May the Lord soon let my [lord] hear good and pleasant tidings!
Who am I, thy slave, a dog, that thou [hast s]ent me ....iah's le[tters ?] [And now] I have returned the letters to thee.
May the Lord tell thee what has [happenned]! Who am I, that I should curse the king's seed in (the name of) the Lord?
Trans: Dr. H. Torczyner, Bialik Professor of Hebrew
Letter 6
To my lord Jaush. May the Lord let (us) see thee in prosperity! Who am I, thy slave, a dog, that thou hast sent me the [lett]er of the King and the letters of the offic[ers, (The same word here is translated 'princes' in Jeremiah 38:4, Dr. J. W. Jack) say]ing: "Read, I pray thee, and (thou wilt) see (that) the words of the [prophet] are not good, (liable) to loosen ("weaken" suggested by Dr. J. W. Jack) the hands, [to make] sink the hands of the coun[try and] the city." (Dr.
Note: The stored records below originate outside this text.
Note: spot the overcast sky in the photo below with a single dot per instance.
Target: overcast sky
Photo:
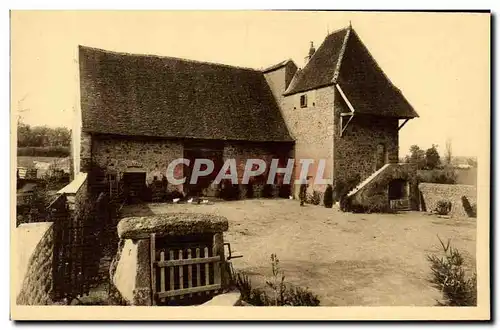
(439, 61)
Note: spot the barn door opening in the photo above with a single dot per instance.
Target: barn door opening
(380, 156)
(203, 185)
(134, 186)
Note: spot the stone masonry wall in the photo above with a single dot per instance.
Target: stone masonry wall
(115, 154)
(355, 151)
(313, 130)
(85, 151)
(434, 192)
(34, 256)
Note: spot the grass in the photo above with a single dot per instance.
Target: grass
(347, 259)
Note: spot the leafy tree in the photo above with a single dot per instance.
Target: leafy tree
(432, 159)
(417, 156)
(42, 136)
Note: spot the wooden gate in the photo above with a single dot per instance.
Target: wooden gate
(184, 275)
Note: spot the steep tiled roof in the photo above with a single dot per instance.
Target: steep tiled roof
(320, 69)
(145, 95)
(344, 59)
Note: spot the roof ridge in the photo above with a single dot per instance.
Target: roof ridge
(276, 66)
(341, 55)
(170, 57)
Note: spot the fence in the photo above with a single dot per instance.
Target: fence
(80, 238)
(185, 272)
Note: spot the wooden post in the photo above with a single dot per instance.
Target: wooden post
(198, 271)
(207, 269)
(190, 273)
(153, 267)
(181, 275)
(218, 250)
(171, 269)
(162, 275)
J. W. Jack translates: "the hands of the m[en in the] city.") My lord, wilt thou not write to [them saying]: "Why should ye do thus: . . . ?"
. . . The Lord thy God liveth, and my l[or]d liveth (to punish) if thy slave has read the letter or got [anyone] to rea[d the letter or s]een [anything of it.]
Dr. H. Torczyner, Bialik Professor of Hebrew

Letter 7 to 15

Letters VII and VIII are not well preserved. The handwriting on VIII resembles Letter I. Letter IX is somewhat similar to Letter V. Letters X to XV are very fragmentary.
Dr. H. Torczyner, Bialik Professor of Hebrew

Letter 16

Letter XVI is also only a broken fragment. However, line 5 supplies us with just a portion of the prophet's name, thus:
[. . . . i]ah the prophet.
This is not, however, any great help in identifying the prophet. So many names at that time concluded with "iah." There was Urijah the prophet (Jeremiah 26:20-23); Hananiah the prophet (Jeremiah 28), and Jeremiah himself.
Dr. H. Torczyner, Bialik Professor of Hebrew

Letter 17
Letter XVII, another tiny fragment, contains a few letters out of three lines of the letter. Line 3 gives us just the name:
[. . . . Je]remiah [. . . .]
It is impossible now to know whether this was Jeremiah the prophet, or some other Jeremiah.
Dr. H. Torczyner, Bialik Professor of Hebrew

Letter 18
Letter XVIII gives a few words, which may have been a postscript to Letter VI. It states:
This evening, [when cometh Tob]shillem, (I) shall send thy letter up to the city (i.e., Jerusalem).
Dr. H. Torczyner, Bialik Professor of Hebrew

*Biblical Archaeology Review Article

2005 titled, “Why Lachish Matters.”

The ostracon (inscribed potsherd) provides poignant testimony to the last days of Lachish. In perhaps his most famous discovery, James Starkey uncovered 21 inscribed sherds, known now as the Lachish Letters, 18 of them in a guardroom of the city gate. Excavator Ussishkin, following Olga Tufnell, believes the sherds are copies of letters sent from Lachish to Jerusalem. The letters date to the reign of Judah’s last king, Zedekiah, and record Judah’s increasingly desperate situation in the face of the Babylonian army led by Nebuchadnezzar. In Lachish Letter IV, a soldier writes to his commander, “We are watching for the beacons of Lachish ... we cannot see [the beacons from] Azekah.” Jeremiah 34:7 records that Lachish and Azekah were the last Judahite strongholds to fall to the Babylonians. Nebuchadnezzar razed Lachish and Jerusalem in 586 B.C.E. Judah’s second most important city never regained its former importance.